Ironically, if one is already colluding with the adversary, a decisive advantage may result from the perception that one is boisterously attacking them.  Carefully choreographed, the display of combat that results will continually exacerbate a people’s apprehension of danger.  So, they are inclined to increase the concentration of power and authority in hands that are (unbeknownst to them) intent on abusing it.  This may be why politicians elected to wield the power of a national government are always tempted by good (or even merely plausible) excuses for military action, particularly if their public support is under siege for some reason.  In October, 2012 Donald Trump saw this as a possible motive for Barack Obama’s warlike posturing in regard to Syria, when he tweeted: “Now that Obama’s poll numbers are in tailspin-watch for him to launch a strike in Libya or Iran.  He is desperate.”

For some weeks now, President Trump has labored under a withering assault from his most apparent adversaries in the media.  Now, with the missile attack on Syria he has a) eclipsed the invidious implication that he and his team are unduly inclined to curry favor from the Russian government under President Putin; and b) he has, as Rush Limbaugh pointed out recently “used the occasion to flip the script on a major domestic scandal.” Of course, the missile strike also waved the red cape in Russia’s face, taking a risk that could bring U.S. and Russian military forces into battle with one another, eliminating the proxies from what has, until now, been their proxy war.
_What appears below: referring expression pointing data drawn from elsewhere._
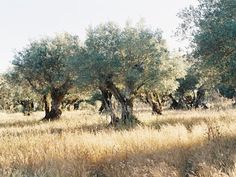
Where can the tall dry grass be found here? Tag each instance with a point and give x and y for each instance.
(179, 143)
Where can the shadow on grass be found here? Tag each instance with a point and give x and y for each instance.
(187, 122)
(198, 160)
(20, 124)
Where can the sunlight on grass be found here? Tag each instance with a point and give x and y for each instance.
(81, 144)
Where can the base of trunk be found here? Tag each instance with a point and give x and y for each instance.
(52, 115)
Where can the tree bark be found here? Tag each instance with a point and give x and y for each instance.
(46, 105)
(127, 116)
(55, 113)
(108, 105)
(106, 100)
(154, 101)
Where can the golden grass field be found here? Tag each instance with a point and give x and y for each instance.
(178, 143)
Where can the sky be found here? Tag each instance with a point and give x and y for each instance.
(24, 20)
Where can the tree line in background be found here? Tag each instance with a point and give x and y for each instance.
(127, 64)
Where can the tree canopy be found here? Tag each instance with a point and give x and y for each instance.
(212, 28)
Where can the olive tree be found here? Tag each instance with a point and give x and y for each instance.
(211, 27)
(44, 65)
(123, 61)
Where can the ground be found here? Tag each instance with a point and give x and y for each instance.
(178, 143)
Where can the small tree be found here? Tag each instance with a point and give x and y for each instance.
(43, 64)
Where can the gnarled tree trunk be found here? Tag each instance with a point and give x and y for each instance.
(106, 100)
(127, 116)
(108, 105)
(46, 105)
(154, 101)
(55, 112)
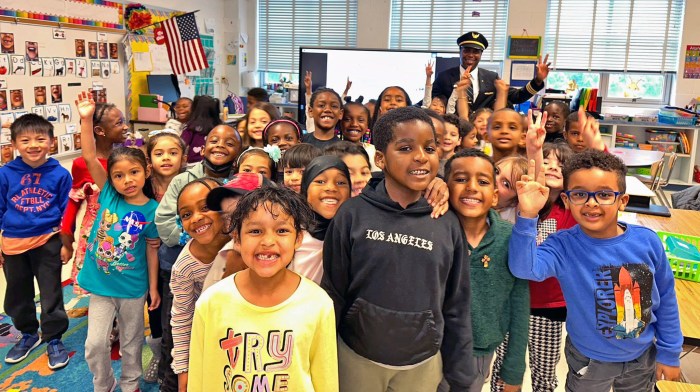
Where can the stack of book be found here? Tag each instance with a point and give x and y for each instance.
(626, 140)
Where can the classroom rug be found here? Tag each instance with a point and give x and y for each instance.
(33, 374)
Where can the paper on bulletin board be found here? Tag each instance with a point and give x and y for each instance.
(138, 81)
(142, 62)
(692, 62)
(522, 71)
(161, 63)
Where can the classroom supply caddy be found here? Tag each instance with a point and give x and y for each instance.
(682, 268)
(676, 117)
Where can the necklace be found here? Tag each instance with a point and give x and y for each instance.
(485, 261)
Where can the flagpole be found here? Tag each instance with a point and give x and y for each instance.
(156, 23)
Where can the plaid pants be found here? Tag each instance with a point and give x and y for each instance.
(544, 346)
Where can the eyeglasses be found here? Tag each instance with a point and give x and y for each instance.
(603, 198)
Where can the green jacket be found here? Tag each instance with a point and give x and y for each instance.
(500, 301)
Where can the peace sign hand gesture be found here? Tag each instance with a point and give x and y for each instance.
(542, 68)
(85, 105)
(429, 69)
(534, 138)
(532, 192)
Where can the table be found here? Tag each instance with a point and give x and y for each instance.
(640, 198)
(637, 158)
(635, 187)
(688, 293)
(672, 386)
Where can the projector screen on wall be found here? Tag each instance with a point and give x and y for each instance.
(372, 70)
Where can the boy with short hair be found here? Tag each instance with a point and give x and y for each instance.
(397, 276)
(33, 196)
(617, 282)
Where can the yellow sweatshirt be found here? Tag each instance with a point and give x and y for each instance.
(236, 345)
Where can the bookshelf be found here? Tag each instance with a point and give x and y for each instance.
(683, 170)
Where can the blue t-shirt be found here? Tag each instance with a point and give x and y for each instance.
(115, 260)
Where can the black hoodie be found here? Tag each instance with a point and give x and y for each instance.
(400, 284)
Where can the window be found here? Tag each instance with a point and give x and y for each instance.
(435, 25)
(285, 25)
(632, 46)
(615, 86)
(614, 35)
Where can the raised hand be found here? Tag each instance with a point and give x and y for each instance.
(348, 84)
(501, 86)
(542, 68)
(85, 105)
(307, 82)
(532, 192)
(429, 70)
(534, 138)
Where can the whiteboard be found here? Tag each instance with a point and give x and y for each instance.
(59, 66)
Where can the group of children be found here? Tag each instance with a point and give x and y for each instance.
(283, 260)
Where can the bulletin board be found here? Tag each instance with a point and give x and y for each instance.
(145, 57)
(524, 47)
(61, 68)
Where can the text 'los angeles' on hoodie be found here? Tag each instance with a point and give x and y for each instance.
(400, 284)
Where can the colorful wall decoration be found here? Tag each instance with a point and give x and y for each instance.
(76, 12)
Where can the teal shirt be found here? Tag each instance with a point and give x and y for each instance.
(115, 259)
(500, 301)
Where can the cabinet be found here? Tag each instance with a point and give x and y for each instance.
(683, 169)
Was it a gutsy move?  Only if we assume that there was no choreography informally worked out between the Eagle and the Bear.  This hypothesis that to be seriously considered only if one takes seriously allegations about the Trump team’s interests in Russia.  But since some of Trump’s adversaries in the media praised his decision to attack Syria, their will to obsess about the allegations that lately preoccupied them may weaken. Of course, that could be taken as likely evidence that those allegations never had substance, but were merely a stick the President’s adversaries used to beat him into submission.

But it also raises the possibility that the allegations about collusion with Russia were simply meant to distract the attention of Trump’s conservative constituents from what is, from their perspective, a more disturbing course of events: the ongoing disintegration of the anti-establishment persona Mr. Trump fabricated to win their support during the late Presidential election cycle.  The boldly apparent collapse of his anti-establishment disposition to seek cooperative relations with Russia may be camouflage for the more bold, but not yet so apparent collapse of his outsider pose on other issues of vital concern to sincerely conservative voters.

When Hillary Clinton was the alternative many well-meaning conservatives fell for the false wisdom that “the enemy of my enemy is my friend.” But when President Trump becomes the enemy of candidate Trump, what then?  When the enemies of your friend make nice with him because he has dramatically reversed the stance that made him your friend, what then?  Does that make them any less your enemies? And as evidence piles up that his reversion is quietly ongoing, even in respect of the most salient issue that made candidate Trump your friend, what then?  If by remaining the friend of your enemy’s enemy, you yourself must become your own enemy, is the enemy of your enemy still your friend when you have ceased to be?

It is tempting to say, with Shakespeare’s Lady Macbeth, that “These deeds must not be thought after these ways: so, it will make us mad.” (Shakespeare’s Macbeth, Act 2, Scene 2) This is what comes of abandoning the true standard of friendship, and replacing it with a sliding scale of evil, more or less.  That slide isn’t draining the swamp.  It is taking us ever more deeply and irreversibly into its tortuous, lightless depths.  Yet all need not be lost—for the light still shines in the darkness, though the darkness knows it not.  We have but to right around from our present way, so as to find ourselves again in the place where we began, cherishing the friendship of our Creator, God. No one can make us greater than He.